Greg Fisher accompanied Cato today. Tess had phoned to say she had some other business first thing. Fisher seemed to know the foreman, Travis Grant, he nudged Grant who then gave Cato the nod to proceed. Cato started reading aloud the list of names. There were chuckles and sniggers at some of the pronunciations but while he might not have landed a job as a newsreader at SBS, he was a vast improvement on Travis Grant’s pidgin-for-deaf-foreigners. As each recognised his name he stepped forward, waved, smiled, and nodded like he was being introduced for the hundred metres backstroke final.
‘Hai Chen.’
Nothing. Nobody stepped forward.
Cato read it again. Still nothing. Some of the Chinese coughed or looked anywhere but at Cato.
Travis Grant lifted his reflector sunnies and looked around a bit. ‘Anyone seen Hai Chen? Hai Chen?’ Grant repeated loudly.
Nothing.
Cato decided to push on, get all the others ticked off, and then come back to that one. He continued with the names until the last of the men stepped forward. Cato studied the list again.
‘Hai Chen?’ he said uncertainly, then repeated it.
Travis Grant shrugged. ‘Must have done a runner. It happens.’
‘Where does he live?’
‘China?’
Cato fixed his gaze on Grant. ‘I’m not really in the mood for pissing around, mate. Take me to where he’s been living, this ... Hai Chen.’

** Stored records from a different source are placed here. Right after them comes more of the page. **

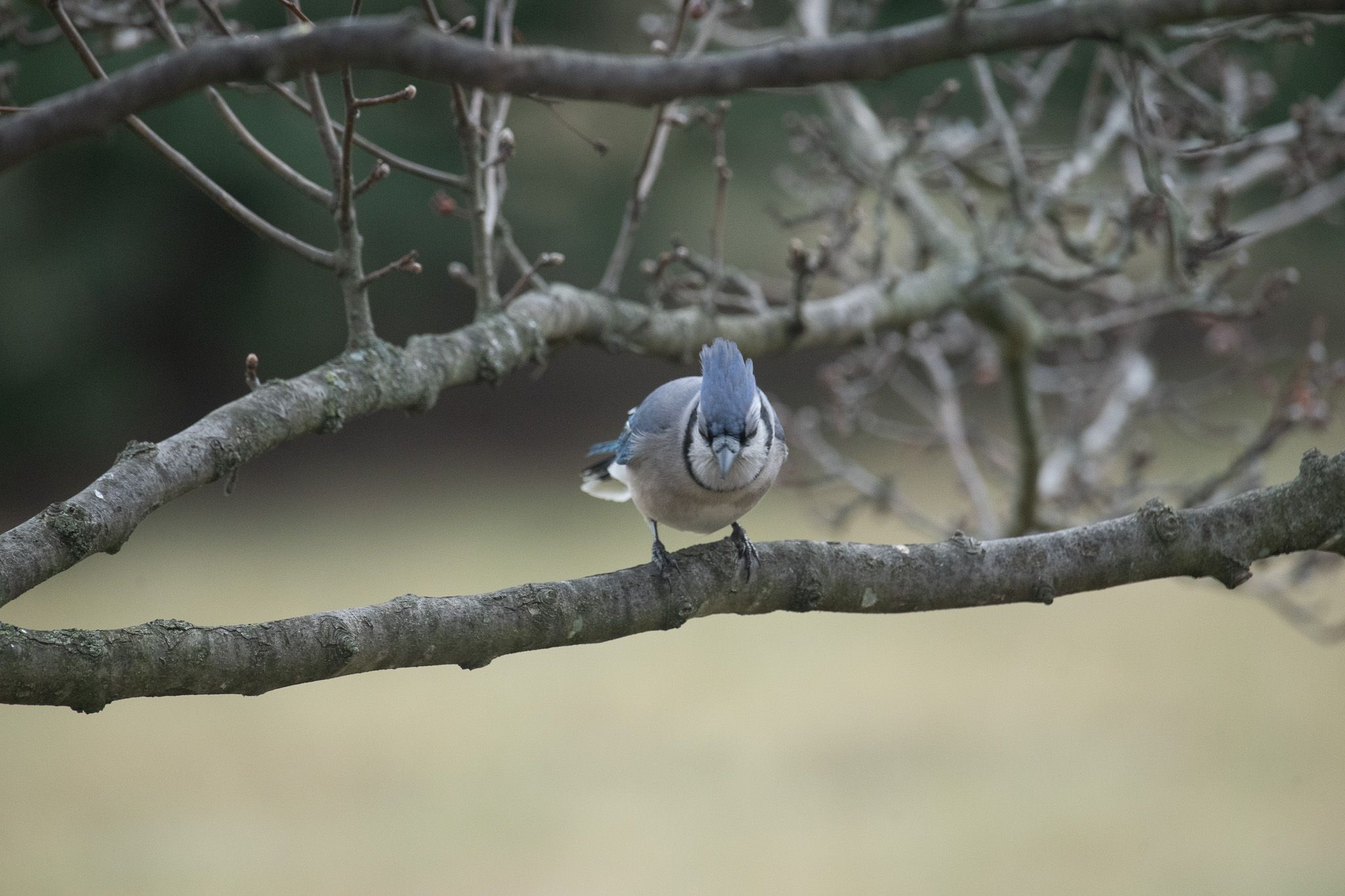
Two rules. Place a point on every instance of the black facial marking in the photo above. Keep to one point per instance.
(686, 446)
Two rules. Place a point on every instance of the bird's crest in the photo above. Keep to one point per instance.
(728, 387)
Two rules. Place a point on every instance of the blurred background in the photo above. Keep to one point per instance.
(1166, 738)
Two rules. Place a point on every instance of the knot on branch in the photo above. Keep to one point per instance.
(338, 643)
(136, 449)
(1164, 521)
(1044, 593)
(228, 459)
(807, 591)
(967, 543)
(1231, 572)
(73, 524)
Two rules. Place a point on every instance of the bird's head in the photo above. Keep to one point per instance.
(730, 409)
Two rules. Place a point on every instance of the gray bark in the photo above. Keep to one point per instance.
(89, 670)
(400, 45)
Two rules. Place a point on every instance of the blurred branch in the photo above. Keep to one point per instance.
(89, 670)
(401, 45)
(146, 476)
(204, 182)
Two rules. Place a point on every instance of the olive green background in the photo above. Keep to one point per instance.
(1156, 739)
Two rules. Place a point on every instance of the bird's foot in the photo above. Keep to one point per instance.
(663, 561)
(747, 551)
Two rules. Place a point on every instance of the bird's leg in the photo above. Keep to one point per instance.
(662, 559)
(747, 551)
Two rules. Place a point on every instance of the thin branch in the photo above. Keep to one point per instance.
(407, 165)
(483, 242)
(401, 45)
(299, 182)
(147, 476)
(89, 670)
(214, 191)
(956, 435)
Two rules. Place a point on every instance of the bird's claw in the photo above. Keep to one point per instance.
(665, 562)
(747, 551)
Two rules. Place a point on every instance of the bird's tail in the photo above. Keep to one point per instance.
(606, 480)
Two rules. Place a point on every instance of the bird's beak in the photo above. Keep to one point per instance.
(725, 449)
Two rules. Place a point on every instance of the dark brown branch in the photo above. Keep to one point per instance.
(197, 177)
(89, 670)
(418, 51)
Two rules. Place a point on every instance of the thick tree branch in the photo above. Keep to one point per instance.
(401, 45)
(89, 670)
(384, 377)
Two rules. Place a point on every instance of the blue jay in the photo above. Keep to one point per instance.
(695, 454)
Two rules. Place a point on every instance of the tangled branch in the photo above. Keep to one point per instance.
(89, 670)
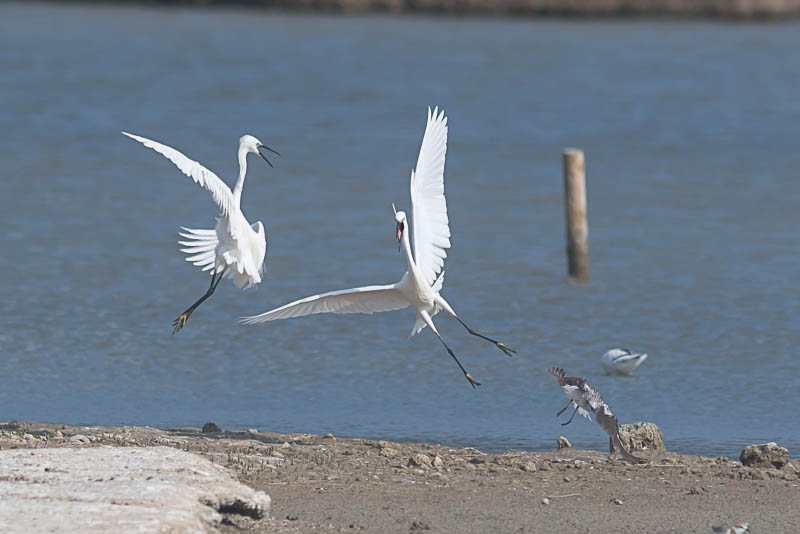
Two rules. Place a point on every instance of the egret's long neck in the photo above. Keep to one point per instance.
(237, 189)
(412, 267)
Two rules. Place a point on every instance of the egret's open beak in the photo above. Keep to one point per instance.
(265, 157)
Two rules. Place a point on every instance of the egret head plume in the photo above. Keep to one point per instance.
(251, 144)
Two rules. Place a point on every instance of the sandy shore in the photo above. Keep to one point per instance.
(334, 484)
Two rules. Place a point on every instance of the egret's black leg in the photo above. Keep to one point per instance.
(499, 345)
(564, 408)
(181, 320)
(472, 381)
(570, 419)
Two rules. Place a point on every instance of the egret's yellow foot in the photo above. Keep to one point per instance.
(180, 321)
(472, 381)
(507, 350)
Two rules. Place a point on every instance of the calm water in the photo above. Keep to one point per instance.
(691, 132)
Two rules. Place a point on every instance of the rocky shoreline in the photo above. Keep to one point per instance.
(736, 9)
(333, 484)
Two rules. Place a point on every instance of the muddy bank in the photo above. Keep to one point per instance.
(334, 484)
(740, 9)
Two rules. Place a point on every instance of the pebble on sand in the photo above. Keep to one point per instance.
(765, 455)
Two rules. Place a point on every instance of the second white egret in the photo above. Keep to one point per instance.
(421, 285)
(234, 248)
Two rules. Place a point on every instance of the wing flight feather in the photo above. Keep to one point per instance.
(219, 190)
(368, 299)
(431, 228)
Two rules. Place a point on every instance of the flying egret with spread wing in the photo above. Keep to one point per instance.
(421, 285)
(234, 248)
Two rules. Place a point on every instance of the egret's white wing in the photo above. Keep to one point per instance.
(431, 226)
(220, 192)
(369, 299)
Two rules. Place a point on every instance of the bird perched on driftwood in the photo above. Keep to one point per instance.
(588, 401)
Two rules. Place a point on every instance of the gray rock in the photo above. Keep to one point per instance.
(765, 455)
(642, 436)
(210, 428)
(118, 489)
(420, 460)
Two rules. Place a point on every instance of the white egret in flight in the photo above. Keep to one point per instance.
(234, 248)
(421, 284)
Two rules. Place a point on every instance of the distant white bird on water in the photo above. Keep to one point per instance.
(622, 361)
(587, 401)
(234, 248)
(421, 284)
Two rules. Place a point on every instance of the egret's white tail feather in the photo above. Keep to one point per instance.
(201, 245)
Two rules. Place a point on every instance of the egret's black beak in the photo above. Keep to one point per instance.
(399, 235)
(265, 157)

Cato felt a tap on his shoulder. He turned. One of the Chinese was there, he took half a step back and bowed towards Cato. The face looked vaguely familiar, or was it just that they all looked the same to him? Then he remembered, day one in Hopetoun, the man in the phone booth on the main street.
‘Chen dead. I kill him.’
The man nodded eagerly and put his hands forward, fists clenched, wrists together. Cato wasn’t sure what to do. He hadn’t actually brought any handcuffs with him.